TSQL Execution Plan Operator - Hash Match Join
A Hash match join is generally used when your input tables have a good amount of rows and no proper indexes exist on them. So basically a hash join builds a hash table by computing a hash value for each row from its build input.
The general form of hash join is the in-memory hash join, in which the entire outer build table is scanned and computed the hash key for each row, and then a hash table is a built-in memory. In this video, we’ll be going to learn about how this hash join operator works.
In this session, we’ll be going to learn about the next physical operator of the T-SQL execution plan called a Hash Join. It is generally used when your input tables have a good amount of rows and no proper indexes exist on them. Basically, a Hash Join builds a hash table by computing a hash value for each row from its build input.
The Hash Join performs its operation in two phases which are the Build Phase and the Probe phase. The general form of Hash Join is the in-memory hash join in which the entire outer build table is scanned and computed the hash key for each row. Then a hash table is a built-in memory.
Each row from the outer input is inserted into a hash bucket, depending on the hash value computed for the hash key. This Build Phase is followed by a Probe Phase. In the Probe Phase, the entire probe input is scanned and computed one row at a time. Each probe row a hash key value is computed and the corresponding hash bucket is scanned for the hash key value from the probe input. Then the matches are produced. A hash function requires a significant amount of CPUs to generate hashes and memory resources to store the hash table.
As I earlier said, a Hash Join uses the two join input which is Build input and Probe input. Now, before we execute this query,
–Hash Join Operator SELECT product.Name, category.Name ASProductCategory FROM Production.Product INNER JOIN Production.ProductCategory AS category ON product.ProductSubcategoryID = category.ProductCategoryID
check the count in each table. After executing the query, we see that the product table has 504 rows and the product category table has 04 rows. Usually, the smaller of the two inputs serve as the build input. That means the product category table will work as a built input table and the product table which has 504 rows is working as a probe input.
Now in this query, I’m fetching product name and category name by joining these two tables on product category ID. Now execute the query and go to the execution plan tab. Here, we can see that our query is using a Hash Match Join between the two tables. The build input table is represented by the top outer table in the execution plan. In our case, it is the product category table. The probe input is the bottom table in the execution plan which is the product table.

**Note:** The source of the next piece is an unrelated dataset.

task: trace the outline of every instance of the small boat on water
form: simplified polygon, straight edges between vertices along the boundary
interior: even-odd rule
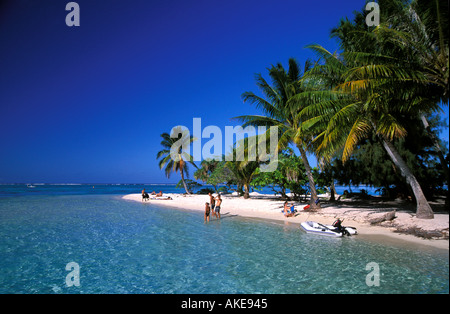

Open the query which we have used in the Nested Loop operator demo. So I have copied this query
SELECT header.customerID, header.OrderDate, detail.ProductID, detail.UnitPrice, detail.CarrierTrackingNumber
FROM sales.SalesOrderHeader AS header INNER HASH JOIN sales.SalesOrderDetail detail ON header.SalesOrderID = detail.SalesOrderID WHERE header.CustomerID = 29565 GO
from the top one. Now in this query try to forcefully use a Hash Join between these two tables by adding a hash keyword.
When I run these three queries together and check the execution plan here, we can see that the overall cost relative to the batch of the hash join is quite high 55% in comparison with the merge join which is 44%. SQL optimizer does really a great job in deciding which join operator to use in which condition. This is just for our knowledge. It is not recommended to use join hints to force SQL Server to use a specific join operator.